In the years between passage of the M.M.A., and its reauthorization in 2007, legislators in districts with a Section 508 hospital saw a 22 percent rise in total campaign contributions, and a 65 percent increase in donations from the health care sector specifically. In the end, a provision that budgeted $900 million over three years led to billions in extra spending for nearly a decade.
Pork, it seems, is as bad for budgets as it is for waistlines.
“Every time you pass legislation, big or small, these elements are added in,” Mr. Cooper said. “It’s not that any single one is hugely offensive. It’s their accumulation and continuation over time.”
Although Mr. Cooper’s research offers perhaps the clearest empirical glimpse of the links between lobbying, earmarks and medical spending, this political maneuvering is not new — and Medicare hospital payment seems to be a particularly susceptible target.
Both Democrats and Republicans have won pay increases for hospitals they represent. In the 1999 budget, the House Republican whip, Tom DeLay, and House Speaker Dennis Hastert reclassified hospitals in their districts into other regions, leading to hundreds of thousands of dollars of extra funding per year.
About a dozen years later, in what was called the Bay State Boondoggle, John Kerry, then a senator, succeeded in lobbying for Medicare to pay Massachusetts’ urban hospitals at the same rate it paid the state’s rural hospitals. The catch: There was only one hospital that qualified as “rural” in Massachusetts — on the wealthy island of Nantucket.

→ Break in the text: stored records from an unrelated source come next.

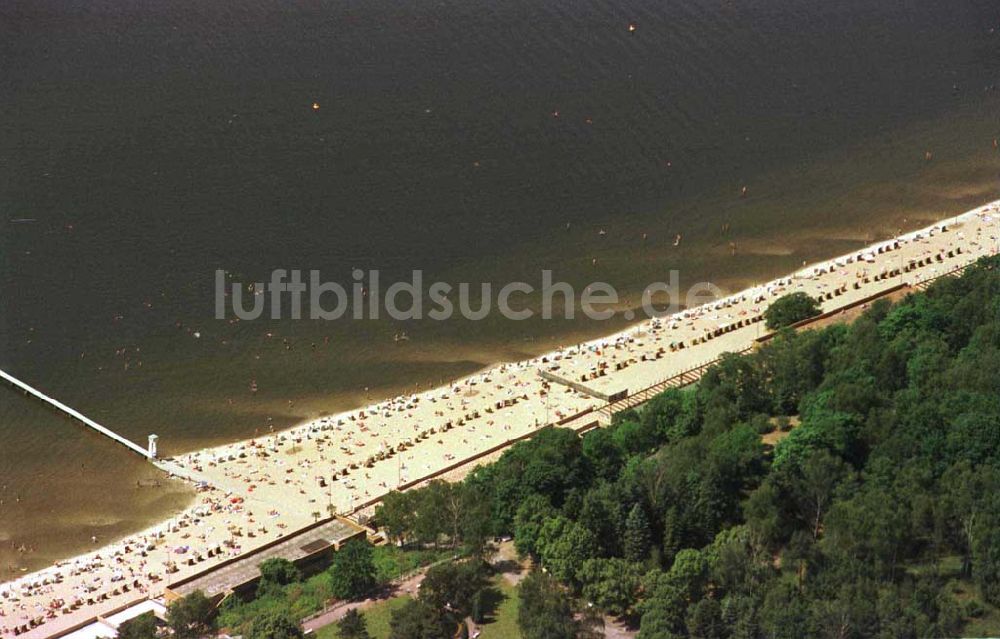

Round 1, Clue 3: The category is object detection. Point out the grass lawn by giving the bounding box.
[480,576,521,639]
[315,596,410,639]
[315,576,521,639]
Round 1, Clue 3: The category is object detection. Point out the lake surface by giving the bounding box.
[0,0,1000,578]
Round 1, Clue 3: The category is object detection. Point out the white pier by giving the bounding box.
[0,370,156,459]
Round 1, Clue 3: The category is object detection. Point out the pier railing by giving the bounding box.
[0,370,156,459]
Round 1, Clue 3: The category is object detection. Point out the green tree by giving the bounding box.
[517,572,579,639]
[389,599,455,639]
[687,598,727,639]
[514,495,558,557]
[245,610,303,639]
[116,612,159,639]
[257,557,302,597]
[330,539,378,599]
[624,504,653,563]
[167,590,215,639]
[578,558,642,615]
[420,560,489,617]
[337,608,371,639]
[538,515,599,585]
[375,490,418,541]
[764,292,822,330]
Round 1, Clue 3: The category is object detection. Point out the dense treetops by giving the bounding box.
[377,258,1000,639]
[764,292,821,330]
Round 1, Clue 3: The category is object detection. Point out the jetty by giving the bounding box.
[0,370,157,459]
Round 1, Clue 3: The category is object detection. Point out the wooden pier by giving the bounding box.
[0,370,156,459]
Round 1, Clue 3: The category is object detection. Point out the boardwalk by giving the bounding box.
[0,370,156,459]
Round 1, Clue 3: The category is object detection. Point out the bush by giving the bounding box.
[764,293,820,330]
[965,599,986,619]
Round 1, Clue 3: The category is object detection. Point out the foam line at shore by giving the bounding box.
[0,200,1000,637]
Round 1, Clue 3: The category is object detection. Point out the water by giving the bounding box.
[0,0,1000,577]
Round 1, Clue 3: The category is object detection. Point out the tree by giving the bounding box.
[764,292,822,330]
[389,599,454,639]
[257,557,302,597]
[578,557,642,615]
[538,515,599,585]
[517,572,579,639]
[246,610,303,639]
[687,598,727,639]
[375,490,419,541]
[337,608,371,639]
[420,561,489,617]
[625,504,653,563]
[116,612,158,639]
[514,495,558,557]
[167,590,215,639]
[330,539,378,599]
[799,449,845,539]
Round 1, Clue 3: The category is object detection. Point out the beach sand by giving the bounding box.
[0,202,1000,637]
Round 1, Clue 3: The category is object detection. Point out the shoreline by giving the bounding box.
[0,200,1000,637]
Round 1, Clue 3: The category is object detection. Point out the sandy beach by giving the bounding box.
[0,201,1000,638]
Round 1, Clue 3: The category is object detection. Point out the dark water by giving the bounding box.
[0,0,1000,576]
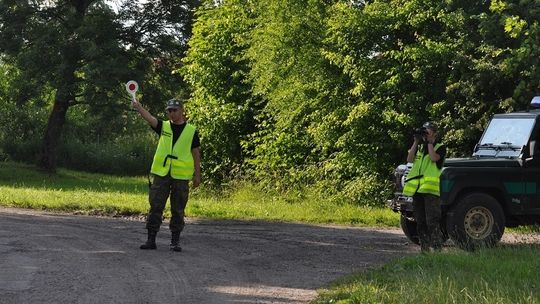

None of this is surprising. A primary motive of elected representatives is getting re-elected. Passing expansive legislation — like Medicare Part D or the A.C.A. — is hard, especially when legislators can’t point to specific benefits for their constituents. But a critical flaw in our current system is that payments are hugely influenced by politicians who have every incentive to increase them for their own districts.
“You can’t get upset at a snake for having fangs,” Mr. Cooper told me. “We need to design a system that takes payment decisions out of the hands of elected representatives. We think of interest rates as so important and complicated that we’ve tried to remove politics and give the responsibility to the Fed. The same argument holds for health care. When the government spends a trillion dollars on health care, it’s too easy for members to direct funds to their districts.”
We’ve been close to a possible solution. The A.C.A. called for establishing an Independent Payment Advisory Board, a 15-member panel charged with making changes to Medicare to control costs. The proposed reforms would have been put into effect unless Congress introduced alternate policies to achieve the same savings. But the advisory board faced fierce bipartisan opposition and was never created.
America’s increasingly burdensome health care spending has many roots: new technologies, high drug prices, fragmented care, administrative expenses and the like. But lobbying and political maneuvering can increase costs, too — without clear benefits for patients, communities or society at large.
Often these costs are borne by all of us, while the benefits — if any — go to a favored few. Excess medical spending, then, is driven not only by inefficiencies in our health system, but also by those in our political system. Our solutions, it seems, must confront that uncomfortable reality.